🤖 AI Summary
This study addresses the limited interpretability of existing audio synthesizer evaluation metrics—such as Fréchet Audio Distance (FAD)—which fail to capture timbral characteristics in a human-understandable manner, thereby hindering targeted model improvements. To bridge this gap, the authors propose a timbre attribute prediction model leveraging CLAP pre-trained audio embeddings combined with a shallow learnable module. Trained on the RWC instrument database and human ratings across 20 semantic timbre dimensions, the approach uniquely integrates interpretable timbral semantics into neural audio synthesis evaluation. The model preserves distribution-level performance by reproducing FAD rankings while enabling qualitative, single-sample diagnostic insights. Predictions exhibit strong correlation with human judgments (r = 0.66, p < 0.001), allowing precise identification of specific timbral attributes requiring refinement.
📝 Abstract
Measuring neural audio synthesizers' performance is now routinely conducted using distribution based metrics such as the Fréchet Audio Distance (FAD). Although this metric can be correlated with human perception, it offers limited interpretability beyond ranking different approaches. In this paper, we introduce a deep neural timbre trait predictor composed of a pretrained audio neural embedding (CLAP), and a shallow learnable component. The latter is trained using the RWC musical instrument database and human judgments of 20 timbre descriptions (e.g., woody, percussive, rumbling, etc.) for 31 instruments. The resulting model shows strong correlation with average human ratings (r = 0.66, p < 0.001).

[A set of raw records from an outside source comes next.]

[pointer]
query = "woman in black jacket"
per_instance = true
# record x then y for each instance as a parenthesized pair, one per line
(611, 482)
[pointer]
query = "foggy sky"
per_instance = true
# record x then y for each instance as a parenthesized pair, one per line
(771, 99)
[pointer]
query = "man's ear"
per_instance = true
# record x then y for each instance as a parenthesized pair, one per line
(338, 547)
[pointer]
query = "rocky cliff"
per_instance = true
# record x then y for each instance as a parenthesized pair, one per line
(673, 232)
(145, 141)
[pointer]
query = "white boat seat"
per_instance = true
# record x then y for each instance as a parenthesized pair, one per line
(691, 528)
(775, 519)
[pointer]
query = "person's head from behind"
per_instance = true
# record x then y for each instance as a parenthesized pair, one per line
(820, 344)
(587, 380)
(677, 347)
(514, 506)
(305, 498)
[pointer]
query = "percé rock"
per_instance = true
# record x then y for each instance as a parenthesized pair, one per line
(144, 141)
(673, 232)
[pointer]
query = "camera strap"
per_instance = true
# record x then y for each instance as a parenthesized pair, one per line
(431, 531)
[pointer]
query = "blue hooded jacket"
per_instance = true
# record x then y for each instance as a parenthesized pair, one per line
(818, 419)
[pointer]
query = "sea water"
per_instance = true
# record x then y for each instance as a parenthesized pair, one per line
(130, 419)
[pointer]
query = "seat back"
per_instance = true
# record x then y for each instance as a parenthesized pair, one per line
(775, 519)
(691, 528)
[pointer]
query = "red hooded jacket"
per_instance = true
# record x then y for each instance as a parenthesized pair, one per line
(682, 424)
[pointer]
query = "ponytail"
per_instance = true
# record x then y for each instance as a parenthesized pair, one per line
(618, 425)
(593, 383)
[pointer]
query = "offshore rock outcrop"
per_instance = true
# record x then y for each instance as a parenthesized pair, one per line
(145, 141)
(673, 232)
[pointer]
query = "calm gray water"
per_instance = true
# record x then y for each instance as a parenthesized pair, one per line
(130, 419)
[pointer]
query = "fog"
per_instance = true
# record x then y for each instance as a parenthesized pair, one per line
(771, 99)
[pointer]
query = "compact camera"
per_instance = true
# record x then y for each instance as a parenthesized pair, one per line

We then demonstrate the benefit of this predictor for evaluating the performance of TokenSynth, a neural sound synthesizer. First, the Mean Absolute Error (MAE) computed over the set of generated sounds under different conditioning modalities of the model provides the same ranking as a FAD computed with the RWC database as a reference, suggesting that the proposed predictors are able to provide equivalent information on a distributional basis. Second, because the model is able to qualitatively analyze isolated sounds, we can determine which generated sounds could be improved and identify specific timbral dimensions that need adjustment.